41 # Dictionary maps Megatron parameter names -> HF parameter names
42 # Supports wildcard (*) patterns for layer-specific parameters
43 param_mappings = {
44 # Embedding and output
45 "embedding.word_embeddings.weight": "model.embed_tokens.weight",
46 "output_layer.weight": "lm_head.weight",
47 "decoder.final_layernorm.weight": "model.norm.weight",
48 # Decoder layer attention norms and projections
49 "decoder.layers.*.self_attention.linear_qkv.layer_norm_weight": "model.layers.*.input_layernorm.weight",
50 "decoder.layers.*.mlp.linear_fc1.layer_norm_weight": "model.layers.*.post_attention_layernorm.weight",
51 "decoder.layers.*.self_attention.q_layernorm.weight": "model.layers.*.self_attn.q_norm.weight", # Qwen3 specific
52 "decoder.layers.*.self_attention.k_layernorm.weight": "model.layers.*.self_attn.k_norm.weight", # Qwen3 specific
53 "decoder.layers.*.self_attention.linear_proj.weight": "model.layers.*.self_attn.o_proj.weight",
54 "decoder.layers.*.mlp.linear_fc2.weight": "model.layers.*.mlp.down_proj.weight",
55 # MTP projection and norms (used when mtp_num_layers >= 1)

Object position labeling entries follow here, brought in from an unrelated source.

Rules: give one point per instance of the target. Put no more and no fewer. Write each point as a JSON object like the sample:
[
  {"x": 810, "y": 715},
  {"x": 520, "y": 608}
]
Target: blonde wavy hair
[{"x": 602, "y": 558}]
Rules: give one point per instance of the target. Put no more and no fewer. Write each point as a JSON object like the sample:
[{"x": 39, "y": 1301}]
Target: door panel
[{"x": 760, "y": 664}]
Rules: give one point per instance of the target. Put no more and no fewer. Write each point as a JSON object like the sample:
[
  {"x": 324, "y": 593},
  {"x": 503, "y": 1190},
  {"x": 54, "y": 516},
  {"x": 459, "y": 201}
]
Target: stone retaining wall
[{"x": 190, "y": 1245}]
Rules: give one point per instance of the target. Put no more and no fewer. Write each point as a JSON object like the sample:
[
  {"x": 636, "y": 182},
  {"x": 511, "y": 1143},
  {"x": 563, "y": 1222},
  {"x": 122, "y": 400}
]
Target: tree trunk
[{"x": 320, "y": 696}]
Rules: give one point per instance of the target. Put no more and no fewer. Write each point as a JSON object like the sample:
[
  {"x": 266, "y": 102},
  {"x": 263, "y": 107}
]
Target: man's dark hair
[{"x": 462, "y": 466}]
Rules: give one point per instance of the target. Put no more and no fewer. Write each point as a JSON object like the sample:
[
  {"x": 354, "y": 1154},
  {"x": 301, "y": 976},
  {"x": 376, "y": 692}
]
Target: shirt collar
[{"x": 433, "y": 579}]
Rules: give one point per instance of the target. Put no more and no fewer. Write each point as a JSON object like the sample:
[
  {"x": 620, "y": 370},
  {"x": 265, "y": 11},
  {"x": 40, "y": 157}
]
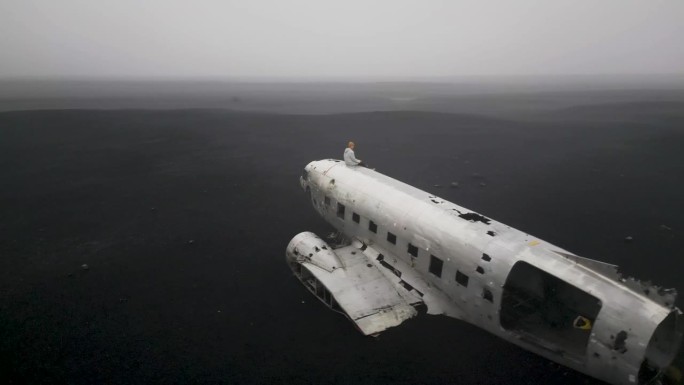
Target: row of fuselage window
[{"x": 436, "y": 264}]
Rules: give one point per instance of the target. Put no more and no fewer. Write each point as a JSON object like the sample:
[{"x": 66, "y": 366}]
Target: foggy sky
[{"x": 339, "y": 39}]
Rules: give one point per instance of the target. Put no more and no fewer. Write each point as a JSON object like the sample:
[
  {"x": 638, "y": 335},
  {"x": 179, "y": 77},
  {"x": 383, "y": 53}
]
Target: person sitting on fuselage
[{"x": 349, "y": 158}]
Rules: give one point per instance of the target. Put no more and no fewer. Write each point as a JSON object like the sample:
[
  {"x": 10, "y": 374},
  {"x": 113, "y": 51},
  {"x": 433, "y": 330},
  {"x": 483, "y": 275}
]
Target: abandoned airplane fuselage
[{"x": 410, "y": 248}]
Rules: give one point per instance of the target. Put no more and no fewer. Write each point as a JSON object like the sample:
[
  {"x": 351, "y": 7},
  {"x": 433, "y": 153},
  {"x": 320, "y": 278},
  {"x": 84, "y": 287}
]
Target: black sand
[{"x": 182, "y": 217}]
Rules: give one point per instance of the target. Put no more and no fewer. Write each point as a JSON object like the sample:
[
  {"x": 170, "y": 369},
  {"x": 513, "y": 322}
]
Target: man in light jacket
[{"x": 349, "y": 158}]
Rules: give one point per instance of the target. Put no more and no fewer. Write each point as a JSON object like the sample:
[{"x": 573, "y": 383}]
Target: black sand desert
[{"x": 142, "y": 245}]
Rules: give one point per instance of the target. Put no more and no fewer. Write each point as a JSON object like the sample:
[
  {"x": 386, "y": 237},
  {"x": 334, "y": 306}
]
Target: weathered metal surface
[{"x": 523, "y": 289}]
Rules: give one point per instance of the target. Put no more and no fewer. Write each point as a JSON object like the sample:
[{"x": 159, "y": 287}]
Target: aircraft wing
[{"x": 373, "y": 289}]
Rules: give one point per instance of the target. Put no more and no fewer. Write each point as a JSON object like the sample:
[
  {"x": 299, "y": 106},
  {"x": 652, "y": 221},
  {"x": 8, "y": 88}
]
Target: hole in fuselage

56 "mtp.layers.0.eh_proj.weight": "mtp.fc.weight",
57 "mtp.layers.0.enorm.weight": "mtp.pre_fc_norm_embedding.weight",
58 "mtp.layers.0.hnorm.weight": "mtp.pre_fc_norm_hidden.weight",
59 "mtp.layers.0.final_layernorm.weight": "mtp.norm.weight",
60 # MTP transformer layer attention
61 "mtp.layers.0.transformer_layer.self_attention.linear_qkv.layer_norm_weight": "mtp.layers.0.input_layernorm.weight",
62 "mtp.layers.0.transformer_layer.self_attention.q_layernorm.weight": "mtp.layers.0.self_attn.q_norm.weight",
63 "mtp.layers.0.transformer_layer.self_attention.k_layernorm.weight": "mtp.layers.0.self_attn.k_norm.weight",
64 "mtp.layers.0.transformer_layer.self_attention.linear_proj.weight": "mtp.layers.0.self_attn.o_proj.weight",
65 # MTP transformer layer MLP
66 "mtp.layers.0.transformer_layer.mlp.linear_fc1.layer_norm_weight": "mtp.layers.0.post_attention_layernorm.weight",
67 "mtp.layers.0.transformer_layer.mlp.linear_fc2.weight": "mtp.layers.0.mlp.down_proj.weight",
68 }
69
70 mapping_list = []
71 # Convert each dictionary entry to AutoMapping(megatron_param, hf_param)
72 for megatron_param, hf_param in param_mappings.items():
73 mapping_list.append(AutoMapping(megatron_param=megatron_param, hf_param=hf_param))
74
75 # Add special mappings that require parameter concatenation/transformation
76 mapping_list.extend(
77 [
78 # QKV: Combine separate Q, K, V matrices into single QKV matrix
79 # Note: Qwen3 does NOT have bias in QKV projections (unlike Qwen2)
80 QKVMapping(
81 megatron_param="decoder.layers.*.self_attention.linear_qkv.weight",
82 q="model.layers.*.self_attn.q_proj.weight",
83 k="model.layers.*.self_attn.k_proj.weight",
84 v="model.layers.*.self_attn.v_proj.weight",
85 ),
86 # Gated MLP: Combine gate and up projection matrices into single FC1 matrix
87 GatedMLPMapping(
88 megatron_param="decoder.layers.*.mlp.linear_fc1.weight",
89 gate="model.layers.*.mlp.gate_proj.weight",
90 up="model.layers.*.mlp.up_proj.weight",
91 ),
92 # MTP QKV: same split/merge as decoder layers
93 QKVMapping(
94 megatron_param="mtp.layers.*.transformer_layer.self_attention.linear_qkv.weight",
95 q="mtp.layers.*.self_attn.q_proj.weight",
96 k="mtp.layers.*.self_attn.k_proj.weight",
97 v="mtp.layers.*.self_attn.v_proj.weight",
98 ),
99 # MTP Gated MLP
100 GatedMLPMapping(
101 megatron_param="mtp.layers.0.transformer_layer.mlp.linear_fc1.weight",
102 gate="mtp.layers.0.mlp.gate_proj.weight",
103 up="mtp.layers.0.mlp.up_proj.weight",
104 ),
105 ]
106 )
107
108 return MegatronMappingRegistry(*mapping_list)
Notes:
provider_bridge: Translate HF config into a Megatron-compatible provider, including architecture quirks (e.g.,qk_layernorm=True).mapping_registry: Define exact name patterns and transformation mappings. Wildcards*apply the same rule across layers.